In the case at hand, the Supreme Court focused on the meaning of the word “excessive”. They sought to clarify that “the word “excess” from a formal logical perspective is a relative rather than absolute, concept. Nothing can be “excessive” per se; it may only be so in relation to something else, acting as a benchmark”. Therefore, according to the Supreme Court judges, “the contract did not establish in any way that the pressure was “excessive” if it was in excess of the maximum tolerated pressure by the machinery under normal use or if it could also mean the pressure that could “tear” (to use the policy wording) a defective machine”.
Therefore, the Supreme Court ordered the insurers to cover the claimed damage.
To conclude, the main principle expressed by the Italian Supreme Court was that if insurance companies unilaterally provide policies which use unclear or ambiguous language, then under no circumstances should the insured suffer the consequences of any flawed drafting.

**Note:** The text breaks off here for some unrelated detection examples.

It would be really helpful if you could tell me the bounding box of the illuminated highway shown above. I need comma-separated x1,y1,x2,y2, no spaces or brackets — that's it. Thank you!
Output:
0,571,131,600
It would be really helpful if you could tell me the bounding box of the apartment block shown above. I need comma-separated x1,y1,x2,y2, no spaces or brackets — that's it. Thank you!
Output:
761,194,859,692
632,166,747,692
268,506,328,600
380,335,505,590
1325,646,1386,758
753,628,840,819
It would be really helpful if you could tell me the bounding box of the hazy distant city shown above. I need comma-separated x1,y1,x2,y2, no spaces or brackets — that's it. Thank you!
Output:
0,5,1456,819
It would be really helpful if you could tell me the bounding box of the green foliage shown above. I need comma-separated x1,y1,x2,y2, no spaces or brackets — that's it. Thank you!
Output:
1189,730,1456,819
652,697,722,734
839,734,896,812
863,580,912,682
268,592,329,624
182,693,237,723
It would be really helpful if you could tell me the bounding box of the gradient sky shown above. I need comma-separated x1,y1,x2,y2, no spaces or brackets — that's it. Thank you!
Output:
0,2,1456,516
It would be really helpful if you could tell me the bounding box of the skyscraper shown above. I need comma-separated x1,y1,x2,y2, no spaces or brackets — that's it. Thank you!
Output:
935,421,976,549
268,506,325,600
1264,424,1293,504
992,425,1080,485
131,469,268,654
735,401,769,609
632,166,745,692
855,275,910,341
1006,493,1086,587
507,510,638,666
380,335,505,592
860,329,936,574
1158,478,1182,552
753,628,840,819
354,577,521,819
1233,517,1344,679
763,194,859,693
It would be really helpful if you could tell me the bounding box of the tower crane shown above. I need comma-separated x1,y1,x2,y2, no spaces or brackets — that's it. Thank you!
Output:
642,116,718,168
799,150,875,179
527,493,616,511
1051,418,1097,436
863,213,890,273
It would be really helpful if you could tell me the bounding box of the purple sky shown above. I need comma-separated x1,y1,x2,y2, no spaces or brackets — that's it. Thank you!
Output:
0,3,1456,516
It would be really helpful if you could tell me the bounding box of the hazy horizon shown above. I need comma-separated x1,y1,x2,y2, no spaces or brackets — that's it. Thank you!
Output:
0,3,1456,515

As a consequence, according to this decision, any ambiguous clause, unilaterally drafted by the insurer, is to be interpreted to the benefit of the insured.
Although that principle is comprehensible, in our opinion, it must not go beyond the grammatical meaning and go against the meaning of the contractual wording. If the scope of risk is clearly identified, and is written using clear and comprehensible language, it should always be valid.
In this particular case, the term “excessive pressure” should have been interpreted as it was by the insurers, namely as “excessive pressure” compared to the “ordinary” pressure deemed acceptable by the autoclave manufacturer. This is without prejudice to being able to pursue action against the manufacturer.
In conclusion, in light of this latest case law, a simple suggestion for insurance companies doing business in Italy is that they pay close attention to their policy language. We recommend that insurers check that the language in their policies is clear and precise, not just from a grammatical standpoint, in order to avoid claims that any limits are unenforceable. The assistance of local experts in insurance law might be necessary. Insurers should avoid all wording that is generic and ambiguous, and should focus on providing all the necessary additional information required by law, which is clear and precise and is required by policy holders to understand the contents of the policy.
1Supreme Court, Civil Section no. III, judgement no. 668 dated 18 January 2016.